De staatssecretaris vindt de modelcontracten niet vaag. Hij stelt dat de algemene modelovereenkomsten ruimte bieden aan de opdrachtgever en de opdrachtnemer om hun arbeidsrelatie, binnen de grenzen van de wet, zelf vorm te geven. Als de algemene modelovereenkomst onvoldoende houvast biedt, kan gekozen worden voor een meer specifieke modelovereenkomst.
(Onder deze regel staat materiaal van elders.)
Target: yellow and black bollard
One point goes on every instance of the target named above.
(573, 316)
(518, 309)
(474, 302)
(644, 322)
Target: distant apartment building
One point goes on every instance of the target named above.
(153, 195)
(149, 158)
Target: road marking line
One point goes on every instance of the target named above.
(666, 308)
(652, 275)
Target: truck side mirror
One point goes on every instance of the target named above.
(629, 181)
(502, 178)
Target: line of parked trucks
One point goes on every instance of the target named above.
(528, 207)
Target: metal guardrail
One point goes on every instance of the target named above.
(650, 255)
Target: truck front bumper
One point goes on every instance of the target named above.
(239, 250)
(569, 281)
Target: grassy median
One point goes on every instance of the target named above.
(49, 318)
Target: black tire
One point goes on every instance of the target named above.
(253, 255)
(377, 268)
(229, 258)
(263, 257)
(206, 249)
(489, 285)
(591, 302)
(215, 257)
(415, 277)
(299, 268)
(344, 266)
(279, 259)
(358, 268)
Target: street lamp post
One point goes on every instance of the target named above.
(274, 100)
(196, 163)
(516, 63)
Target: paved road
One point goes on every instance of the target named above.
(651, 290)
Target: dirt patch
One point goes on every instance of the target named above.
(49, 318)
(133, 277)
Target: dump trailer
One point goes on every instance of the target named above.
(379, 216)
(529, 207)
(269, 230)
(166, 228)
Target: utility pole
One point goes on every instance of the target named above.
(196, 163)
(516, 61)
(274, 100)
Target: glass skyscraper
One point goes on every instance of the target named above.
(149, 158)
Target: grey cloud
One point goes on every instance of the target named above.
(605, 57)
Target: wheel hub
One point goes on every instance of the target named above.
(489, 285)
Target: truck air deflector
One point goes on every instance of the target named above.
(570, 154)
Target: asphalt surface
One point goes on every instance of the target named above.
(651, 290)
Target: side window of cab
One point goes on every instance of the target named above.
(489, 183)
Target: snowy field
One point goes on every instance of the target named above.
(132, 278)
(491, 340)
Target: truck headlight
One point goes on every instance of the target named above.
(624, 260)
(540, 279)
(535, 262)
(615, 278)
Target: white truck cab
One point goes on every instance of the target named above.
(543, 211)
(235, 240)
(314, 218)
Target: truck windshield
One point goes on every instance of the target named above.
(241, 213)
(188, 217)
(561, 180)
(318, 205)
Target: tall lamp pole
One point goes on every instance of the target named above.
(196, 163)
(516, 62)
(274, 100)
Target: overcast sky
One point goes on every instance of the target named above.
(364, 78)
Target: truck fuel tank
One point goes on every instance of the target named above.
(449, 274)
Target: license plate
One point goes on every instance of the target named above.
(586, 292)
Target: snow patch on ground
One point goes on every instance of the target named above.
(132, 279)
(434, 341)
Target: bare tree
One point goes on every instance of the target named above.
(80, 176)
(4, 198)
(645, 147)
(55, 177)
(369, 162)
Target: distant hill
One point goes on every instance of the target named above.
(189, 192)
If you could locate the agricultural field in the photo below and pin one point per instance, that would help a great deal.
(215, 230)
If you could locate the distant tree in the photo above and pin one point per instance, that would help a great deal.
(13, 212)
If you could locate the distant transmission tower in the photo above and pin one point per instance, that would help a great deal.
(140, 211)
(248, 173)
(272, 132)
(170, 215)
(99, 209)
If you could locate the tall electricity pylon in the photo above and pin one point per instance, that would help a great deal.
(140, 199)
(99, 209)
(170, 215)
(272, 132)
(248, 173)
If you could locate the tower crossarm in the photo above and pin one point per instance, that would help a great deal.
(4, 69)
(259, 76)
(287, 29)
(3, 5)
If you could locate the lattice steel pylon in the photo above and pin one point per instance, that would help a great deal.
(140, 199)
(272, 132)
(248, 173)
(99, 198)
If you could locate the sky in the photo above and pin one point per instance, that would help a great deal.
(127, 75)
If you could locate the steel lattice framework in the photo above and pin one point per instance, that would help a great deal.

Voor wat betreft de arbeidsverrichting deelt de staatssecretaris mee dat de Belastingdienst de situatie naar redelijkheid en zonder zinloze scherpslijperij zal beoordelen. Bij controles van de modelovereenkomsten beoordeelt de Belastingdienst welke werkzaamheden onder welke omstandigheden worden verricht. Als de aangetroffen situatie in redelijkheid in overeenstemming is met de gebruikte modelovereenkomst zal de Belastingdienst zijn onderzoek afronden. Indien duidelijk in afwijking van de gebruikte modelovereenkomst wordt gewerkt, beoordeelt de Belastingdienst de aangetroffen feiten en omstandigheden. Bij een kleine incidentele afwijking zullen er geen gevolgen zijn voor partijen. Bij een meer dan incidentele afwijking kunnen partijen worden verzocht hun overeenkomst in overeenstemming te brengen met de feiten en omstandigheden. Als de feitelijk aangetroffen situatie niet overeen komt met de gebruikte overeenkomst en de afwijking niet klein en incidenteel is, kan er sprake zijn van een dienstbetrekking. In dat geval kan een correctieverplichting of een naheffingsaanslag loonheffingen aan de opdrachtgever worden opgelegd.
Verder stelt hij dat als overduidelijk is dat iemand als zzp’er werkzaam is, het dan niet nodig is om met een door de Belastingdienst beoordeelde modelovereenkomst te werken. De modelovereenkomsten zijn alleen bedoeld voor die gevallen waarin er twijfel bestaat over de aard van de arbeidsrelatie.